Telus’s green IT strategy is to create a heat and exchange system based on a what MacIntosh described as a “pod design” of hot aisles and cool aisles. The blade servers and other equipment that are more densely packed, for example, may have different requirements than other machines in the facility.
“In a traditional data centre, what you do is cool the entire facility,” he said. “This really is a variable cooling approach.” A heat-and-exchange system will also provide “free cooling” thanks to Quebec’s climate for two thirds of the year, he added.
Like many enterprise companies grappling with energy and power consumption issues, Telus is also using virtualization, software that allows users to run multiple “instances” of an operating system on a single machine. In the case of the Quebec data centre, Telus plans to run more than 1,500 server workloads on a 12 to one machine ratio.

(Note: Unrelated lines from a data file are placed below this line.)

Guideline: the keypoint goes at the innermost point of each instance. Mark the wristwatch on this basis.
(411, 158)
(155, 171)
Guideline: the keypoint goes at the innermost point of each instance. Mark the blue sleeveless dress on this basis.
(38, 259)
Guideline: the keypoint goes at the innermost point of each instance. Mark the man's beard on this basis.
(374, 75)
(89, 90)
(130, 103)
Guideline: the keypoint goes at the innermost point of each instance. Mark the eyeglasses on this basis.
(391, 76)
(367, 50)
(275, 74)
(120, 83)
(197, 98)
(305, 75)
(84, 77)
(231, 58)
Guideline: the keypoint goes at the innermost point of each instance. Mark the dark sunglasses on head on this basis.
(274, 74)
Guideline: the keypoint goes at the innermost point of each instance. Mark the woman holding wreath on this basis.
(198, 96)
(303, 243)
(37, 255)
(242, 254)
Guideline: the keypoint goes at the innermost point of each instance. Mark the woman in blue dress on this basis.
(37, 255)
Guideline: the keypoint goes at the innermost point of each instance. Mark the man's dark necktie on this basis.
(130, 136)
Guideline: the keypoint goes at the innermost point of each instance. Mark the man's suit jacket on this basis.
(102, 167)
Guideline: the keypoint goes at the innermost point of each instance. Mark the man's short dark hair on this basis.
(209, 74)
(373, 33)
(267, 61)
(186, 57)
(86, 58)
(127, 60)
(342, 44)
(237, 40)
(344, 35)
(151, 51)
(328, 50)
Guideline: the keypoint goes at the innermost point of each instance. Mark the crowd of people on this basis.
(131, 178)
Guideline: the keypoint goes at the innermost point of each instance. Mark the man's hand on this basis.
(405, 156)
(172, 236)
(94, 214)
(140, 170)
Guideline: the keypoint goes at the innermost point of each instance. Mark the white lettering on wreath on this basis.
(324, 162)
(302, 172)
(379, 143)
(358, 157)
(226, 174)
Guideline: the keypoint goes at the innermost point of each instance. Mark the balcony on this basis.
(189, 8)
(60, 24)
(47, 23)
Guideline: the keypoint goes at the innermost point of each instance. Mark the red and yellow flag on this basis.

“When we first started, it was just a four to one ratio,” he said. “Right now, Telus as an organization is really mirroring what’s happening in the industry. Every application that’s introduced is first targeted for a virtualized environment, and only if that application isn’t suitable – if it’s some mission-critical high processing requirement, for example – is it left on a physical server.”
Johna Till Johnson, president and senior founding partner of Nemertes Research, said there is a dual-pronged impetus for green initiatives that makes virtualization such a common part of many data centre strategies.
Most servers use 50 per cent of their rated power even when idle, so they’re using 50 per cent of electricity but doing five per cent work, Johnson said.
That means that for every 100 servers only five are in use. Turning off the other 95 would result in 47.5 per cent efficiency, she said. In addition, for every productive dollar gained from servers, almost two dollars are wasted in UPS, AC/DC conversions and fans, Johnson said.
“It’s about efficiency as much as it is about anything else,” she said.
MacIntosh said Telus is turning to a number of data centre automation tools that will allow it to remotely manage the Quebec data centre.